Em Corpo e Ancestralidade: notas sobre a resistência filosófica e política africana, José Diêgo Leite Santana e Allene Carvalho Lage, em um diálogo com os saberes pós-coloniais e decoloniais, apresentam a noção de corpo sob a ótica da filosofia africana. O artigo é resultado de uma dissertação de mestrado, no qual os autores discutem a noção de corpo como resistência em relação ao enfrentamento ao poder disciplinar europeu, que subalternizava as identidades africanas. Santana e Lage, portanto, abordam como o papel das ancestralidades tiveram importância na (re)invenção das identidades africanas não pautadas em essências, mas sensíveis às diferenças.

O artigo de Sílvio Marcus de Souza Corrêa, Resistências, resiliências e afetos: Diálogos entre História e Literatura Africanas, chama atenção para as articulações entre nativismo e nacionalismo nas teorias explicativas das independências africanas. Tece os percalços que podem existir no uso do conceito “resistência” para análise do colonial e do pós-independência africanos, revelando como ele pode ser redutor da compreensão das lutas nesse período.

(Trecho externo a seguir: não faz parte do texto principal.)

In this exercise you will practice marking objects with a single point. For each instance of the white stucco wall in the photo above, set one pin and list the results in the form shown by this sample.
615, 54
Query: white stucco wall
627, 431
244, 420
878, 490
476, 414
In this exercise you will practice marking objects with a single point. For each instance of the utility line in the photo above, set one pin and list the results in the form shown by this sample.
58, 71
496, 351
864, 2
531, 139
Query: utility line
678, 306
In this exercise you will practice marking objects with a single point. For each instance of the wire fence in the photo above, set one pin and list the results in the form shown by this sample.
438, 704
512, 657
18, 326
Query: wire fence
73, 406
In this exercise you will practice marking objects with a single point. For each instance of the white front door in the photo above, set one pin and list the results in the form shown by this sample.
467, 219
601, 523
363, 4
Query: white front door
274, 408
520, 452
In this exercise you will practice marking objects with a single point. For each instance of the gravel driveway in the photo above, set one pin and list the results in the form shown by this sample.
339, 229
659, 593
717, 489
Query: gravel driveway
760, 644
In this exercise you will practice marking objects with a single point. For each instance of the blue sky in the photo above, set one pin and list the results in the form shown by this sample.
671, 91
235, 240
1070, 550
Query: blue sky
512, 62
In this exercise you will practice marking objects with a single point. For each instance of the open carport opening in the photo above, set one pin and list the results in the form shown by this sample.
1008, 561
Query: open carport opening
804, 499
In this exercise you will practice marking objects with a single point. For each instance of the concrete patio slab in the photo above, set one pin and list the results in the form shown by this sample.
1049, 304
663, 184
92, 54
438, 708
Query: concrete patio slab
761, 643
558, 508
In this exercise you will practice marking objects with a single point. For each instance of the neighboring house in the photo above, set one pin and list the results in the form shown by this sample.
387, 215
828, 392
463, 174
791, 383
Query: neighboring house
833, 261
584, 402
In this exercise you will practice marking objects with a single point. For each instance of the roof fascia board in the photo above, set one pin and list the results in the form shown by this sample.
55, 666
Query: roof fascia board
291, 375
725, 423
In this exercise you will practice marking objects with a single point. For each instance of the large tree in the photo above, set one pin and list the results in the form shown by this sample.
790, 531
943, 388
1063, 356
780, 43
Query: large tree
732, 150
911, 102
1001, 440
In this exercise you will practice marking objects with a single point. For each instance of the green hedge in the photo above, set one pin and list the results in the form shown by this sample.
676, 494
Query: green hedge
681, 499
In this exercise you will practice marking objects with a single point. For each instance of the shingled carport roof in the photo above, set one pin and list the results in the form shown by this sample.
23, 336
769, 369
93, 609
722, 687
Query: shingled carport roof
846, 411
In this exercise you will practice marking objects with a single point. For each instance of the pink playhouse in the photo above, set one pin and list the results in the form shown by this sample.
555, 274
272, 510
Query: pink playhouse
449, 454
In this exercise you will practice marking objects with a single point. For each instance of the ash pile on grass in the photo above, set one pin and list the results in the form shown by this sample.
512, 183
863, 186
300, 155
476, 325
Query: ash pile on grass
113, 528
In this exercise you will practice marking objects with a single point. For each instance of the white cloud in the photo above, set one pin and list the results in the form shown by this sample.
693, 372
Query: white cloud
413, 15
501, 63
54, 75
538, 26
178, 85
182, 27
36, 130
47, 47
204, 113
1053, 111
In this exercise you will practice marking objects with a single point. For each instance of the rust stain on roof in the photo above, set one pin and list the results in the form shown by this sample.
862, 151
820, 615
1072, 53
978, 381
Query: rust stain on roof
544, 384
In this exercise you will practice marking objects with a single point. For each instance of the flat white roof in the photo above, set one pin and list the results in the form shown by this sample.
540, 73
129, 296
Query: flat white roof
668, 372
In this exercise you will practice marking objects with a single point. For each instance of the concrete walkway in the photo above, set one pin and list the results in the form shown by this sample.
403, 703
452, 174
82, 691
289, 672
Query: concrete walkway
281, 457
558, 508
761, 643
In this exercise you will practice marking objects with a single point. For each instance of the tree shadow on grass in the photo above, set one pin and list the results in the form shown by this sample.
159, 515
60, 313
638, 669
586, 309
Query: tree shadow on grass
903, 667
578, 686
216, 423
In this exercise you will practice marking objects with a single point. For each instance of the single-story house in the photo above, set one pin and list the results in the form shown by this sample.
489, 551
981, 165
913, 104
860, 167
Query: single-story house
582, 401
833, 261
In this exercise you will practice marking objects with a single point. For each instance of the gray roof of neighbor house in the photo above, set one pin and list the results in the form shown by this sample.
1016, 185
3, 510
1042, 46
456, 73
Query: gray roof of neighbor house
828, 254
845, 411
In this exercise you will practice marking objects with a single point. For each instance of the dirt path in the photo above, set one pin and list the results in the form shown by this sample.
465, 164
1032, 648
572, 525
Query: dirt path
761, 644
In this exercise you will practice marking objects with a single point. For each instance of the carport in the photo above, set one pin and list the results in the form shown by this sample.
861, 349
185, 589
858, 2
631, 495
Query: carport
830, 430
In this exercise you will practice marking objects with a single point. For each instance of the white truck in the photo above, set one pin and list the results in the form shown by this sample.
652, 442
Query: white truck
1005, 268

Afinal, o termo “resistência”, muitas vezes, representou não apenas lutas ou posturas libertadoras, mas a manutenção de privilégios de determinados grupos internos. A partir daí, passa a olhar os posicionamentos políticos frente às realidades levando em conta as emoções, os afetos e desafetos, as afinidades e os ódios, consciente e inconsciente, onde uma economia libidinal prevalece. Sílvio, percebendo que a historiografia nacionalista africana não se coadunava com os relatos da literatura do pós-independência, resolve seguir o modus operandi de Edward Said, escolhe exemplificar as variedades do que se chamou de resistências, afetos e resiliências por meios de exemplos de personagens literários.

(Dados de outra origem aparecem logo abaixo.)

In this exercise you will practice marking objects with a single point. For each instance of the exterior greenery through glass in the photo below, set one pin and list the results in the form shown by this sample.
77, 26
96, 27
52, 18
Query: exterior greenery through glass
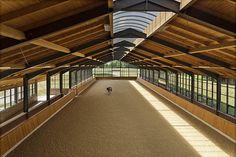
12, 96
196, 88
116, 69
15, 95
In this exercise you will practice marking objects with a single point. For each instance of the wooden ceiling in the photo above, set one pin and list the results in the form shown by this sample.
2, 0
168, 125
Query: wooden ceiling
192, 43
41, 35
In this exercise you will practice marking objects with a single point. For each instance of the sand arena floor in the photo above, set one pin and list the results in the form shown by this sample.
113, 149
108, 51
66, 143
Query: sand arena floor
123, 124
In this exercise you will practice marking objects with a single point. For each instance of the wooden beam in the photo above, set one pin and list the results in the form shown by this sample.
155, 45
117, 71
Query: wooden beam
213, 47
55, 27
50, 45
19, 35
209, 20
11, 32
30, 9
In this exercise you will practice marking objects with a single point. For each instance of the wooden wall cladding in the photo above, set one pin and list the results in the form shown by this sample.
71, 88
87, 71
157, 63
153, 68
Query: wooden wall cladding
226, 127
14, 136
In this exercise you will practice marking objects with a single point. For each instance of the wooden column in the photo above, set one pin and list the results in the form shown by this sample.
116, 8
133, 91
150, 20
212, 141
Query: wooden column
218, 94
192, 87
61, 83
26, 94
48, 82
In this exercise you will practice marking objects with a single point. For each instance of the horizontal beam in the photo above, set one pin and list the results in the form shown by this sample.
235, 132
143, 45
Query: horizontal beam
213, 47
30, 9
11, 32
50, 45
186, 51
54, 27
209, 20
146, 5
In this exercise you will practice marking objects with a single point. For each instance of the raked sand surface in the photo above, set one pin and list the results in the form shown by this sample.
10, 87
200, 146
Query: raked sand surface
123, 124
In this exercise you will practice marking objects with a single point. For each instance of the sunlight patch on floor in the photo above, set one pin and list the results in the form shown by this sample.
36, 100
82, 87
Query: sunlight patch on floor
204, 146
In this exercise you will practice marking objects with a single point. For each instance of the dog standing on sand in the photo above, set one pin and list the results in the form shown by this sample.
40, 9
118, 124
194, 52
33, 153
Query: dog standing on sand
109, 90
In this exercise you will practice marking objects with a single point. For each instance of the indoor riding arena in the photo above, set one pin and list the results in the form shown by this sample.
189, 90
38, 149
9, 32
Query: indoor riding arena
117, 78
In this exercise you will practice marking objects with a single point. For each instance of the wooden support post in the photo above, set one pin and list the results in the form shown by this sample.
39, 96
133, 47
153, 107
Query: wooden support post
48, 82
177, 83
36, 88
192, 87
167, 81
26, 93
61, 83
70, 80
218, 94
76, 78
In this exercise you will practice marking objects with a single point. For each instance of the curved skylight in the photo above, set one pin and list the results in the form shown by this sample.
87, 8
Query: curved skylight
123, 20
136, 20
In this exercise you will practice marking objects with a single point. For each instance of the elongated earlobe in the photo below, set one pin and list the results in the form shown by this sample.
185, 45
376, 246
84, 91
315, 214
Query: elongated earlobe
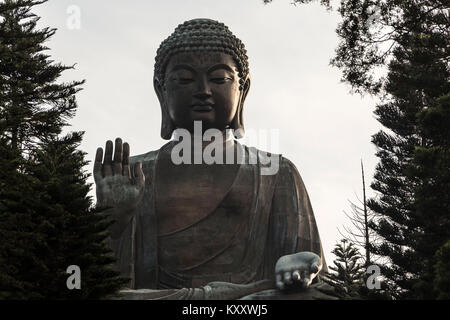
238, 122
167, 126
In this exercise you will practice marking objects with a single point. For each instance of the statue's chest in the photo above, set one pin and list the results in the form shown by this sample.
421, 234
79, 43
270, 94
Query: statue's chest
186, 194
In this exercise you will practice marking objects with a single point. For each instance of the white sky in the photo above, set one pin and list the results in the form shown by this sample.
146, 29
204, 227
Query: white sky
324, 130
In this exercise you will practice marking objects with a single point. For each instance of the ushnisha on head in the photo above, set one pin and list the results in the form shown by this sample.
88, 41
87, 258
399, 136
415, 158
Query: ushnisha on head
199, 47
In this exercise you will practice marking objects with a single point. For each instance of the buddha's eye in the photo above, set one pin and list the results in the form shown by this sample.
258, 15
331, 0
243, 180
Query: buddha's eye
183, 80
221, 80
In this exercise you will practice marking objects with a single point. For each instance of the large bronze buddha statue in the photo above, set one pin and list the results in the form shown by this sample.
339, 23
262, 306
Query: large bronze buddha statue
201, 230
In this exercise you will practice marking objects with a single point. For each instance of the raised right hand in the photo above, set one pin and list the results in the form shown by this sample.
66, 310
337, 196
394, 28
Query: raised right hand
118, 185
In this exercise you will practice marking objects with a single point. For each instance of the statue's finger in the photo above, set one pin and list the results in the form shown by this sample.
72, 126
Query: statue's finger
117, 164
296, 275
107, 162
287, 277
315, 267
98, 165
139, 175
279, 281
126, 160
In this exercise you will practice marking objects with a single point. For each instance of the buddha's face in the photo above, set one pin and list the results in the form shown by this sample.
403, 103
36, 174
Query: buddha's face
202, 87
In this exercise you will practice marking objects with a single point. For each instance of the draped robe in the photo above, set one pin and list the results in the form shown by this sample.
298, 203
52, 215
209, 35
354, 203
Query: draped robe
277, 219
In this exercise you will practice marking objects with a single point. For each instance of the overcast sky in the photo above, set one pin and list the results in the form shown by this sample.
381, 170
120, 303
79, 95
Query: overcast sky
324, 130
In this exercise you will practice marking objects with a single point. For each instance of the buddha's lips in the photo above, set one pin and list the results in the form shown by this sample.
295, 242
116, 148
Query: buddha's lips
202, 107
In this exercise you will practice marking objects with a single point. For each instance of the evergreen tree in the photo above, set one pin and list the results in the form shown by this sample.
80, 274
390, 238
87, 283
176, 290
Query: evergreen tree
75, 234
412, 177
46, 223
348, 275
442, 269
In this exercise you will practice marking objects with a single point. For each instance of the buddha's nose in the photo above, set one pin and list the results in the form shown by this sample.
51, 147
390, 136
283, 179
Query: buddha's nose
203, 90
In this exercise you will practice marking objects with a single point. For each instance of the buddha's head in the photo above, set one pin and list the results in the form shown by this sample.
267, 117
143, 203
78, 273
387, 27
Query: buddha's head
201, 74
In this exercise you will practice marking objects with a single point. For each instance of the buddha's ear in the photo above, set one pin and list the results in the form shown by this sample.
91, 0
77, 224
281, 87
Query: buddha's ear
167, 125
238, 121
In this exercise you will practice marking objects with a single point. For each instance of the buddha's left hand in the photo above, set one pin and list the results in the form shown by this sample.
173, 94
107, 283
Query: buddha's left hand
298, 269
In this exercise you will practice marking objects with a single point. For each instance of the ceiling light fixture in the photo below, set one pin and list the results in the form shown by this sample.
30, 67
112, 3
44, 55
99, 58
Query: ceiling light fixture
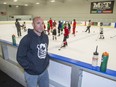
4, 3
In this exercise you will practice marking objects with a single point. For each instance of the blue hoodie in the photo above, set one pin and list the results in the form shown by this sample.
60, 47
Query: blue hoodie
32, 53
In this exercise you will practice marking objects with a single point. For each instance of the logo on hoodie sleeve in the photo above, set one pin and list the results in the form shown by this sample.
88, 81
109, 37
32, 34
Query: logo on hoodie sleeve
42, 50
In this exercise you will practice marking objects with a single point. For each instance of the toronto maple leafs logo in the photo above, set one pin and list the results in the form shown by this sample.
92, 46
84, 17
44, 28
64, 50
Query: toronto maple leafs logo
41, 51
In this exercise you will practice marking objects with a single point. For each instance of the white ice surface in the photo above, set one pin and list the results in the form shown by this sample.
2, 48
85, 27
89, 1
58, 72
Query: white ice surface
80, 47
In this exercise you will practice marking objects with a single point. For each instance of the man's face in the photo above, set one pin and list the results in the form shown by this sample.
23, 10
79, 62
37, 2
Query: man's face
38, 25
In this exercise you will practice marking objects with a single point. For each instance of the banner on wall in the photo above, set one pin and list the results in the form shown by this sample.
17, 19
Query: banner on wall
102, 7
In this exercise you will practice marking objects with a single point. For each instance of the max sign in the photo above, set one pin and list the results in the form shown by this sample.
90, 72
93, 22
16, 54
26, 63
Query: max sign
102, 7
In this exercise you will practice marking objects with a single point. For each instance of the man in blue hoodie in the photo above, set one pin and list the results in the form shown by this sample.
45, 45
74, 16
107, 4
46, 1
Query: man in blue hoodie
33, 56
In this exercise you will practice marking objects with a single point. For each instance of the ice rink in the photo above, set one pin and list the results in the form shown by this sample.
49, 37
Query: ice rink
80, 47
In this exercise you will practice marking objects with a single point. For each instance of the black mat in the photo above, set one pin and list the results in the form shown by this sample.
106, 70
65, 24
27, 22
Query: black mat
6, 81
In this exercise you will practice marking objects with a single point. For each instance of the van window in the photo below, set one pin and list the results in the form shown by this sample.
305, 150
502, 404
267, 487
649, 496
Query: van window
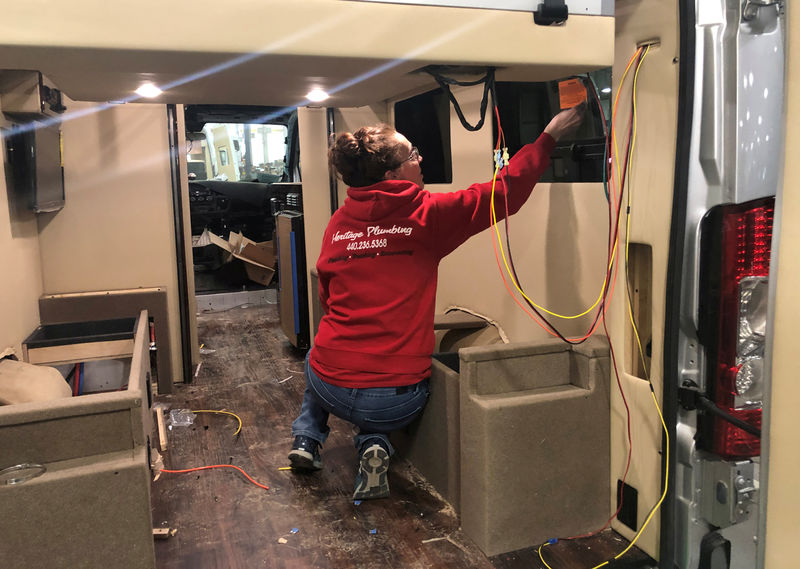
245, 152
425, 121
526, 108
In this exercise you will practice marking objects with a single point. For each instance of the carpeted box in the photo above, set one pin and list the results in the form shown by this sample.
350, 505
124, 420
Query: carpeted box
91, 506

Em Diamantes de sangue e excrementos do diabo: análise dos efeitos do discurso da maldição de recursos naturais na África, Tomás Heródoto Fuel investiga as relações de poder enunciadas nos discursos, de origem eurocêntrica, que evocam a maldição dos recursos naturais e a maneira como os países africanos enfrentam às consequências da sua reprodução. Os discursos formulados a partir da discrepante relação entre um conjunto favorável de recursos naturais e a ausência de um crescimento econômico proporcional, pavimentaram literaturas do resource curse e do presource curse, as quais visavam atender às políticas neoliberais de controle desses recursos. O artigo também apresenta as estratégias africanas para a manutenção de sua soberania sobre essas riquezas.

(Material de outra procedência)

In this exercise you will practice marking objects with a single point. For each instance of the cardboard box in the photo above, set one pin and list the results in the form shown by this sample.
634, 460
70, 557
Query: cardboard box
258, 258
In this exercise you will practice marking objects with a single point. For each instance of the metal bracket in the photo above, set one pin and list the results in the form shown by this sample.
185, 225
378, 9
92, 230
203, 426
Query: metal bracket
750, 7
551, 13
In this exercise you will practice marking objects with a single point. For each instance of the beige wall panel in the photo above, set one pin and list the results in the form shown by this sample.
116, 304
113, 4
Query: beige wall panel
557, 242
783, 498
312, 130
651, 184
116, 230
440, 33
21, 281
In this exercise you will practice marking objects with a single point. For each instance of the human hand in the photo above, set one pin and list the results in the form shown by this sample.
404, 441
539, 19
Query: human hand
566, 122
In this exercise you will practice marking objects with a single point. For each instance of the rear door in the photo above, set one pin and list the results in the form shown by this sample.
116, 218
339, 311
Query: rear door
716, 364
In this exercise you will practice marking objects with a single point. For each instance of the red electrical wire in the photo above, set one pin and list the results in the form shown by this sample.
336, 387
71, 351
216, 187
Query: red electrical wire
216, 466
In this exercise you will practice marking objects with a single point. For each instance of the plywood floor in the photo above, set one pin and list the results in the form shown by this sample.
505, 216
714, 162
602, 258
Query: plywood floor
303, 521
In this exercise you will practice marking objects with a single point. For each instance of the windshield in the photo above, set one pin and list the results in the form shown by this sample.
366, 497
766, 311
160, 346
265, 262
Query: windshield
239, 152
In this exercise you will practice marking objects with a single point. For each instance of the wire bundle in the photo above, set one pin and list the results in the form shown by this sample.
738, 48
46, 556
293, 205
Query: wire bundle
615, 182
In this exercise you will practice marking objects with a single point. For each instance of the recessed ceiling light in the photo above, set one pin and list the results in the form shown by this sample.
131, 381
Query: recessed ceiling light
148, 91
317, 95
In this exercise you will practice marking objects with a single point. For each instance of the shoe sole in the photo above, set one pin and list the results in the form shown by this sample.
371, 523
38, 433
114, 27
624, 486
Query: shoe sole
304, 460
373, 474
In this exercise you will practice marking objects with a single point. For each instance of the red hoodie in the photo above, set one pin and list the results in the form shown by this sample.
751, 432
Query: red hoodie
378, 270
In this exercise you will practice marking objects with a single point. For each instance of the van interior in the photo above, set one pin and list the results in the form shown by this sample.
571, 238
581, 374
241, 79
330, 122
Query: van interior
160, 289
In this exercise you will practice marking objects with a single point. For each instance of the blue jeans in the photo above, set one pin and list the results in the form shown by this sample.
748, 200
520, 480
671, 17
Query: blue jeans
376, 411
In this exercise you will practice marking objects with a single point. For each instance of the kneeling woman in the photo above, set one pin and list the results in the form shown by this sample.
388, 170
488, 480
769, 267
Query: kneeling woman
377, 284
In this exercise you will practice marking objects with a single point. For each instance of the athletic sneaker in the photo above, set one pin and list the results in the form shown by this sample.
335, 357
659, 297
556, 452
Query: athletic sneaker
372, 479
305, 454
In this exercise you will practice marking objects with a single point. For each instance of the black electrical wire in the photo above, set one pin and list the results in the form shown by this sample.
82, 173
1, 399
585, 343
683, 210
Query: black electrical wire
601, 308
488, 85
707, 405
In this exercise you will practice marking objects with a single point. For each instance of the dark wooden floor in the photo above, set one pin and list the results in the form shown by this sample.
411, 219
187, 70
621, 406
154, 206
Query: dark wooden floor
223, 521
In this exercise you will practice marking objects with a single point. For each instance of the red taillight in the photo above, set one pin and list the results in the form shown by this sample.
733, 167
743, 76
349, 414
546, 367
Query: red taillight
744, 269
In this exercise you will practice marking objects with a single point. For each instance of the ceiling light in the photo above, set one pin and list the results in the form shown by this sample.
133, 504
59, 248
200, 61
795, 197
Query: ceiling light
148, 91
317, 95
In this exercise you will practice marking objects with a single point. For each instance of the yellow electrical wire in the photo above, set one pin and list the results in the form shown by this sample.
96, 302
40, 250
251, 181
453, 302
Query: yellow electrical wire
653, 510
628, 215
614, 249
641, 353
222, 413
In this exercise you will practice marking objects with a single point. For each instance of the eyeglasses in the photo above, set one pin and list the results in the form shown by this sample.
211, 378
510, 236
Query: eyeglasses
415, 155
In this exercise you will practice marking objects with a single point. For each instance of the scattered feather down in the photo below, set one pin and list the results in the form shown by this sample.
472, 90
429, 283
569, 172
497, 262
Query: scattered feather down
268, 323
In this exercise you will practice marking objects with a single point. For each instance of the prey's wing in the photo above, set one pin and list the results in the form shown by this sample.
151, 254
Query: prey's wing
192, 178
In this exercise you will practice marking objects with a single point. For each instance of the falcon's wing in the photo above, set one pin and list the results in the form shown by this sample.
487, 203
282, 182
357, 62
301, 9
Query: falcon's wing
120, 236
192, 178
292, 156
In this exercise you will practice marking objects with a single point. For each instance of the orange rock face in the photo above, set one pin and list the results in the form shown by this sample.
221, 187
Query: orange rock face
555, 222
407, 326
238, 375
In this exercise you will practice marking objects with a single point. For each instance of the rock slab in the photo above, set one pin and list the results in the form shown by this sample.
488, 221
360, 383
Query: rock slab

O artigo de Dayane Augusta Santos da Silva, Gênero e feminismo(s) africano(s), traça um panorama sobre a atividade intelectual e acadêmica, a respeito do feminismo, produzido por pensadoras negras africanas. Nele, a autora opera uma discussão, emergida no contexto das africanidades, acerca das categorias “mulher-gênero-feminismos”. Dessa maneira, seus esforços concentram-se na apreciação de como o feminismo é pensado, refletido e dado a entender por essas mulheres, bem como suas implicações.

É em torno da resiliência das populações luandenses, em um período do após a guerra civil (1975-2002), e tendo como fontes os dois filmes que estão no título do artigo que Paula Faccini de Bastos Cruz em Um Estudo da Capacidade de Resiliência da População de Luanda no pós-guerras – A Construção Narrativa em Oxalá cresçam pitangas! e É dreda ser angolano (2006/2008) analisa as táticas desses citadinos para manter a sobrevivência e a alegria de viver, ante tantas adversidades. Paula Cruz aplica no exame dos filmes o método comparativo de Detienne e encontra cinco temas, por meio dos quais vai demonstrar a criatividade na resiliência: o esporte, as rádios e a pirataria, as artes, a informalidade econômica e as vinculações afetivas. As narrativas cinematográficas escolhidas descrevem a população mais pobre dessa cidade que, por vários anos, sofre alto grau de vulnerabilidade ante a constante crise socioeconômica derivada da guerra, mas resiste tentando psicoafetiva ou socioculturalmente superar os traumas, mesmo que se tenha que usar da ironia para ver positivamente os percalços.

Estética animista: memória e (re)existência na narrativa de Ungulani Ba Ka Khosa, de Salomão António Massingue e José Fornos, é uma escrita que reflecte sobre os usos as possibilidades e limites analíticos do conceito de “estética animista” não somente como a inscrição de um discurso pós-colonial no recente corpus historiográfico e literário africano, mas também como um instrumento epistêmico que permite desnudar as diversas realidade culturais, religiosas e estéticas no modo africano de ser. A partir de uma leitura contra-hegemônica, das narrativas do escritor moçambicano Ungulani Ba Ka Khossa, os autores argumentam que contrariamente à visão dominante (eurocêntrica), que conceptualiza o animismo presente na literatura africana (e neste caso particular na obra de Ba Ka Kossa), como algo estritamente do campo do sagrado, do oráculo e do insólito, o/a autor inscreve a estética animista de Ba Ka Kossa, como intrínseca à uma dialética dualista mas interpenetrada e permeável ao mundo do sagrado e do profano, como depositários de eventos reais, inteligíveis e vivenciados pelas populações locais.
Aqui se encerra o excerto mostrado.